The extension depends on:

  • Boost.Math: For statistical distribution calculations (PDF, CDF, quantile)
  • Boost.Random: For random number generation from distributions
  • Dependencies are managed via vcpkg (see vcpkg.json)

Build System

The project uses:

  • CMakeLists.txt: Defines extension sources and links Boost libraries
  • Makefile: Thin wrapper that delegates to extension-ci-tools/makefiles/duckdb_extension.Makefile
  • extension_config.cmake: Tells DuckDB build system to load the stochastic extension
  • extension-ci-tools/: Git submodule with shared DuckDB extension build infrastructure

The duckdb/ directory is a git submodule containing the DuckDB source code that the extension builds against.

Function Naming Convention

All functions follow the pattern: dist_<distribution>_<operation>

Examples:

  • dist_normal_sample(mean, stddev) - Generate random sample
  • dist_normal_pdf(mean, stddev, x) - Probability density at x
  • dist_normal_cdf(mean, stddev, x) - Cumulative distribution at x
  • dist_normal_quantile(mean, stddev, p) - Inverse CDF (p-th quantile)
  • dist_normal_mean(mean, stddev) - Distribution mean
  • dist_normal_variance(mean, stddev) - Distribution variance

Code Organization

src/
├── stochastic_extension.cpp          # Extension entry point
├── distribution_*.cpp                # Individual distribution implementations (20+ files)
├── rng_utils.cpp                     # Thread-local RNG management
├── query_farm_telemetry.cpp         # Optional telemetry
└── include/
    ├── utils.hpp                     # Template-based function registration system
    ├── distribution_traits.hpp       # Type system for distributions
    ├── callable_traits.hpp           # Template metaprogramming utilities
    ├── rng_utils.hpp                 # RNG declarations
    └── ...

test/sql/
└── *.test                            # DuckDB test files

duckdb/                               # Git submodule - DuckDB source
extension-ci-tools/                   # Git submodule - shared build infrastructure

Key Implementation Details

Constant Vector Optimization: When all parameters are constant, the distribution object is created once and reused for all rows (see DistributionSampleUnary and DistributionSampleBinary in utils.hpp).

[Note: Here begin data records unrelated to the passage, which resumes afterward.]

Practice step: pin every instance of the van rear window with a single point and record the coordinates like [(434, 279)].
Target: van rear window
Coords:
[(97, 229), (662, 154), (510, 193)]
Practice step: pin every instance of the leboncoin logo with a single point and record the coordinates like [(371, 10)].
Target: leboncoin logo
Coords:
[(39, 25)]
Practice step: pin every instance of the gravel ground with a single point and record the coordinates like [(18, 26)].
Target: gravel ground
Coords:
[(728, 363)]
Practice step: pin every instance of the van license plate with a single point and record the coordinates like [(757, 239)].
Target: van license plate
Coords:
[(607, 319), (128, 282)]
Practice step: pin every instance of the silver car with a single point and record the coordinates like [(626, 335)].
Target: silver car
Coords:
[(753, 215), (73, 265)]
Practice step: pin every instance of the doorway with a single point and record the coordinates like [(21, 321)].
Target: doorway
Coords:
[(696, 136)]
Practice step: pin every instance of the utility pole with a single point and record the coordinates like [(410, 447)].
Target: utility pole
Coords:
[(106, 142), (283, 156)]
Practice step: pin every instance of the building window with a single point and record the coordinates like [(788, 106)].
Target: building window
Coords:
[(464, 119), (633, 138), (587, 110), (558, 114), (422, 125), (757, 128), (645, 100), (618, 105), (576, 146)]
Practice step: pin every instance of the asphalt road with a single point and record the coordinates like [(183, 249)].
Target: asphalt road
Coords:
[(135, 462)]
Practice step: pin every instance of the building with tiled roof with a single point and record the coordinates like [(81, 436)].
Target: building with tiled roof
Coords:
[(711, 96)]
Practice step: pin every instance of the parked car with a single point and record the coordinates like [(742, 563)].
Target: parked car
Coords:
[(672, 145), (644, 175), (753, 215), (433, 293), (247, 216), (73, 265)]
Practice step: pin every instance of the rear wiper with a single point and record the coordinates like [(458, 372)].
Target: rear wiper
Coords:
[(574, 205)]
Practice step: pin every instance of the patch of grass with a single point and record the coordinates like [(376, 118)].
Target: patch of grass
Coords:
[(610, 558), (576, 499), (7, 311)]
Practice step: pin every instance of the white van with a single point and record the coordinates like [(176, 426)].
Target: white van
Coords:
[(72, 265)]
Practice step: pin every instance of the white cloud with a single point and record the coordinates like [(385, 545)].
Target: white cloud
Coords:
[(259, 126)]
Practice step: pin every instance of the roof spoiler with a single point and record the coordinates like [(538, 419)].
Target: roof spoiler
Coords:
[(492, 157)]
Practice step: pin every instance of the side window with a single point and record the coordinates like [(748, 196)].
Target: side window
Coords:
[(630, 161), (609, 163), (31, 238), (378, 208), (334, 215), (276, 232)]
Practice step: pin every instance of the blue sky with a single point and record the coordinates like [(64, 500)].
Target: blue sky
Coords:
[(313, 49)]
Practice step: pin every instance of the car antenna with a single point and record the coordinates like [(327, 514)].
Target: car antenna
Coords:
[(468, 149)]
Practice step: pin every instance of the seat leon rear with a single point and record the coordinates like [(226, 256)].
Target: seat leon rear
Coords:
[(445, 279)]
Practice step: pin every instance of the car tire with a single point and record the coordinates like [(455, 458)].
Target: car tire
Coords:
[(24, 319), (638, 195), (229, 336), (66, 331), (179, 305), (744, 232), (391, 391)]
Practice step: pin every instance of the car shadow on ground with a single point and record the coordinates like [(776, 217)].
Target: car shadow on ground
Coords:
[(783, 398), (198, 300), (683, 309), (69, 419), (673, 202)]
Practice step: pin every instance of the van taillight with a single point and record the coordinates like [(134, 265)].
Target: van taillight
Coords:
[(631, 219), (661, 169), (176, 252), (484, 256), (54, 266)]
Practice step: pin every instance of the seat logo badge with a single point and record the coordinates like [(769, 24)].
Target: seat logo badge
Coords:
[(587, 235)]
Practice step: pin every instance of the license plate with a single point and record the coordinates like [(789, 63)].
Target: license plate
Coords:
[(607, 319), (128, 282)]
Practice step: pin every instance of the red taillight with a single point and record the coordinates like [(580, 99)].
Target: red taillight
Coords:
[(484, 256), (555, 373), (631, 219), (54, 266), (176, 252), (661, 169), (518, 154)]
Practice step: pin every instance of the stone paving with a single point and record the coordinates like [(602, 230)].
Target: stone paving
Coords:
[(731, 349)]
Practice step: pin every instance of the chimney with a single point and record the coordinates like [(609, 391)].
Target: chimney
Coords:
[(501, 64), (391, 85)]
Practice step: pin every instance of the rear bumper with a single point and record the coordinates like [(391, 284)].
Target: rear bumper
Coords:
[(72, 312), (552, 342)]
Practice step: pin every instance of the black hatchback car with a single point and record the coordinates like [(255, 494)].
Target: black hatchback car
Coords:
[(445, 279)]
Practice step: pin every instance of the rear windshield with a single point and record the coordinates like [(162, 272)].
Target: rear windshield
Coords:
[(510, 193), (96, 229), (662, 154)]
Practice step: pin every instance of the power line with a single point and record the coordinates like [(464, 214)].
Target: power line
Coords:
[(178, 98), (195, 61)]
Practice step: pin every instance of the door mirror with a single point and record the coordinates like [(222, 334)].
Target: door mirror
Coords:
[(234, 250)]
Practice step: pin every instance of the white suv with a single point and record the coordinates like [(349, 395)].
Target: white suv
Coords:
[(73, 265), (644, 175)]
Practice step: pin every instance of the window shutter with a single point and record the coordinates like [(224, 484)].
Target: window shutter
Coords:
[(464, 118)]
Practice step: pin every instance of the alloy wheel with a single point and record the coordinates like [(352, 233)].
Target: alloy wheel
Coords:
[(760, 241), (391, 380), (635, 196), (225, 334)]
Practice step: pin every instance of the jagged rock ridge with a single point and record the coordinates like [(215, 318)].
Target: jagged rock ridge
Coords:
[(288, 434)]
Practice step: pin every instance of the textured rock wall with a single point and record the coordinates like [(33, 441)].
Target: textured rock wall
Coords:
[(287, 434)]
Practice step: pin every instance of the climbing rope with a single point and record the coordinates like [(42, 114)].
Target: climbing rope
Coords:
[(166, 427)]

Parameter Validation: Each distribution validates its parameters in distribution_traits::ValidateParameters() and throws InvalidInputException for invalid inputs.

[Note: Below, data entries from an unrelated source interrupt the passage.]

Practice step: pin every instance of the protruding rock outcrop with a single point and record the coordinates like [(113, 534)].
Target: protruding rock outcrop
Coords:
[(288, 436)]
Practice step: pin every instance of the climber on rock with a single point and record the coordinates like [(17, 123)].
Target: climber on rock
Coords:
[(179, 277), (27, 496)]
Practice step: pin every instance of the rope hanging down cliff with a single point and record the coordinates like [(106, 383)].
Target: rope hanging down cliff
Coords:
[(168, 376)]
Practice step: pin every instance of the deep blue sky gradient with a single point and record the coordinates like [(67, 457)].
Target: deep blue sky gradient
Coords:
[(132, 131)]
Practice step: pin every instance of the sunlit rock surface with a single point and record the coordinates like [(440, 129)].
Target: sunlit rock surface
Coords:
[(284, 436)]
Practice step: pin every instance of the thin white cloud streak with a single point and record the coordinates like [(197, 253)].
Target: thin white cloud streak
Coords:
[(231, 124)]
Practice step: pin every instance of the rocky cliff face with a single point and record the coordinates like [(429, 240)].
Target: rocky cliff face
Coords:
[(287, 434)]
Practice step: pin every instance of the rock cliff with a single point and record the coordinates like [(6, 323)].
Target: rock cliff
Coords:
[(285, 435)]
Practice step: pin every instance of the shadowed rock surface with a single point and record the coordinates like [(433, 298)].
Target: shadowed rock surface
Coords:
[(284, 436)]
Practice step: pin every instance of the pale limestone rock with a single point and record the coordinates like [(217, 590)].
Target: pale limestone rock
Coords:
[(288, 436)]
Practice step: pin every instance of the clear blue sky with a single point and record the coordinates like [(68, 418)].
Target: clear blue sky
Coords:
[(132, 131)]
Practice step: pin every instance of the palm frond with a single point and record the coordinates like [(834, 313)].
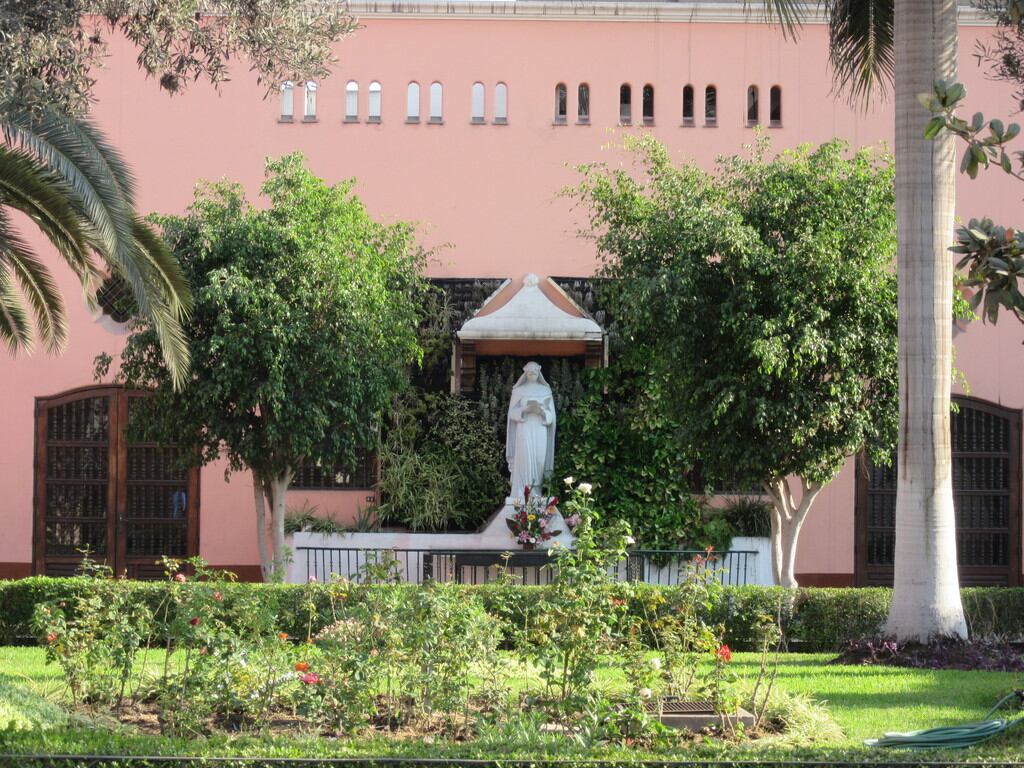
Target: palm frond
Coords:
[(788, 14), (97, 182), (36, 285), (66, 148), (861, 47), (167, 317), (28, 185), (99, 185), (15, 330)]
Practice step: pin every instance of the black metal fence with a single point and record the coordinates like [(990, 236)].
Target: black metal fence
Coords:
[(665, 567), (112, 761)]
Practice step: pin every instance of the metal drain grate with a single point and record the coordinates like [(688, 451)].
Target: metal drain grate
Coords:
[(683, 707)]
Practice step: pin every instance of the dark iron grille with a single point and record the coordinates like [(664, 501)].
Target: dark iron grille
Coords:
[(881, 547), (884, 478), (71, 538), (311, 477), (86, 419), (981, 476), (164, 501), (974, 473), (77, 470), (156, 514), (976, 431), (666, 567), (76, 500), (154, 464), (883, 510), (157, 539), (685, 707), (76, 463), (988, 511)]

Thread Safety: The thread-local RNG ensures thread-safe random number generation without locks in the hot path.

Telemetry: The extension sends anonymous usage telemetry to Query.Farm (opt-out via environment variable). This happens once per extension load and includes DuckDB version, platform, and extension version. This telemetry is opt-out and does not need to be documented as Query.Farm documents it on its own website.